Robert Aaron Long a quelque chose en commun avec le tueur en série Ted Bundy (qui a imputé sa propre violence à la pornographie), et sa foi religieuse ne doit pas être ignorée. Il évoque Peter Sutcliffe, connu sous le nom de Yorkshire Ripper, qui pensait que le meurtre de travailleuses du sexe faisait la volonté de Dieu. Nous devons prendre plus au sérieux le désaveu des motifs raciaux et reconsidérer nos propres hypothèses.

Les Américains traditionnels, y compris de nombreux Américains d’origine asiatique, sont prompts à blâmer le racisme mais pas encore prêts à discuter d’une haine plus ancienne – ce que mes amis français appellent «la putophobie» (un terme plus agréable à l’œil que le composé maladroit «putain de phobie»). C’est la dernière forme acceptable de discours de haine, m’a dit un jour, et persiste au sein des communautés minoritaires où le fait d’être un bon immigrant est confondu avec la vertu sexuelle. Les spéculations sur les spas où le massacre a eu lieu sont alimentées par les préjugés. Amplifié par des voix dites anti-traite, ce préjugé est dangereusement toxique.

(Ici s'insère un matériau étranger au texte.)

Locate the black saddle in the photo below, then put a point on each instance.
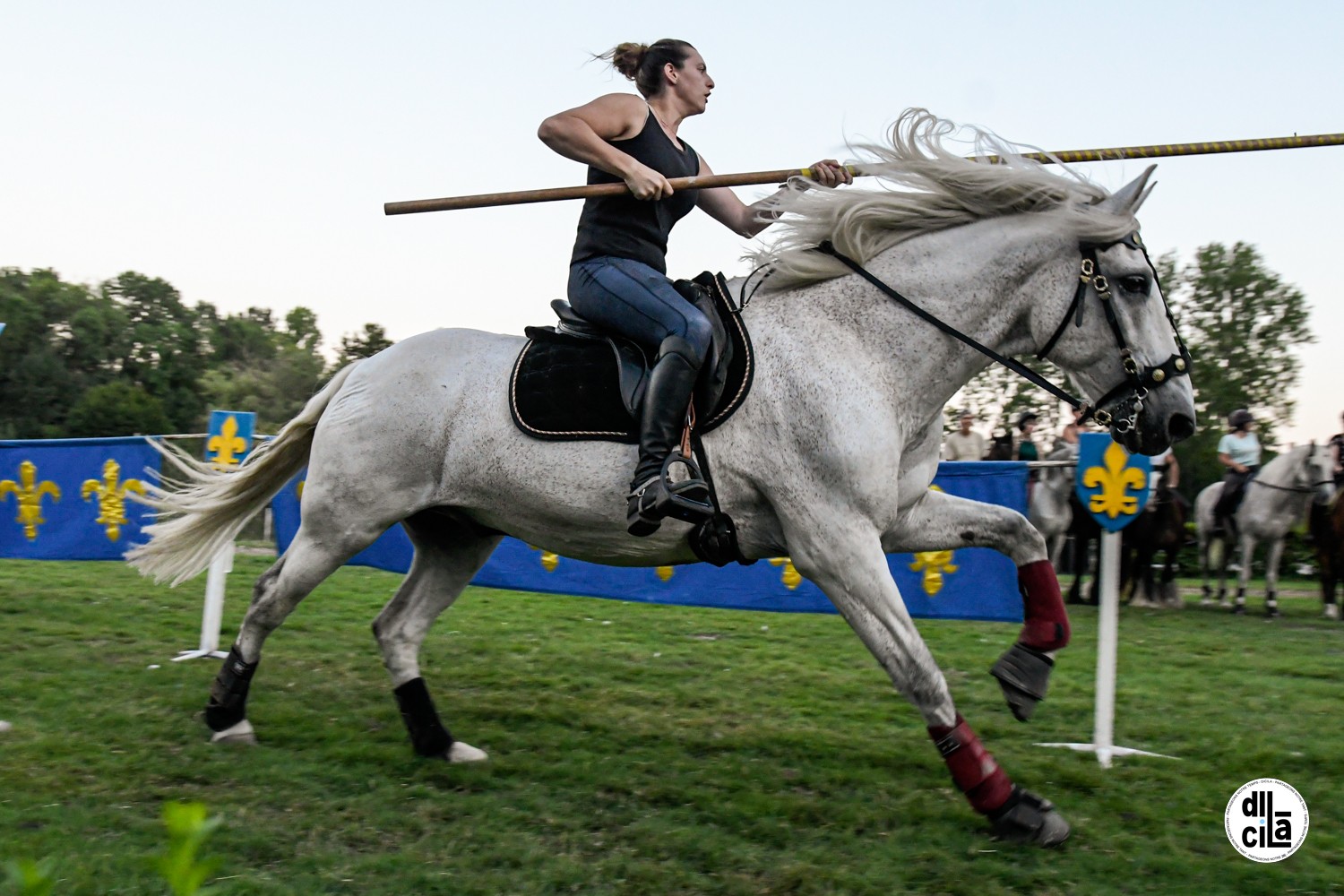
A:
(578, 382)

Alimenté par le fanatisme religieux et les formes illibérales de féminisme, par les lois punitives et les gros titres des tabloïds, ce biais engendre le dégoût de soi chez les jeunes hommes qui devraient apprendre à nourrir, et non à éteindre, les variétés de connexion humaine. Le drapeau américain, volant à mi-portée pour nos morts d’Atlanta, fera-t-il une différence? Je l’espère.

Quan, auteur de trois romans dont « Diary of a Manhattan Call Girl », est régulièrement invité sur RTHK Radio 3 à Hong Kong.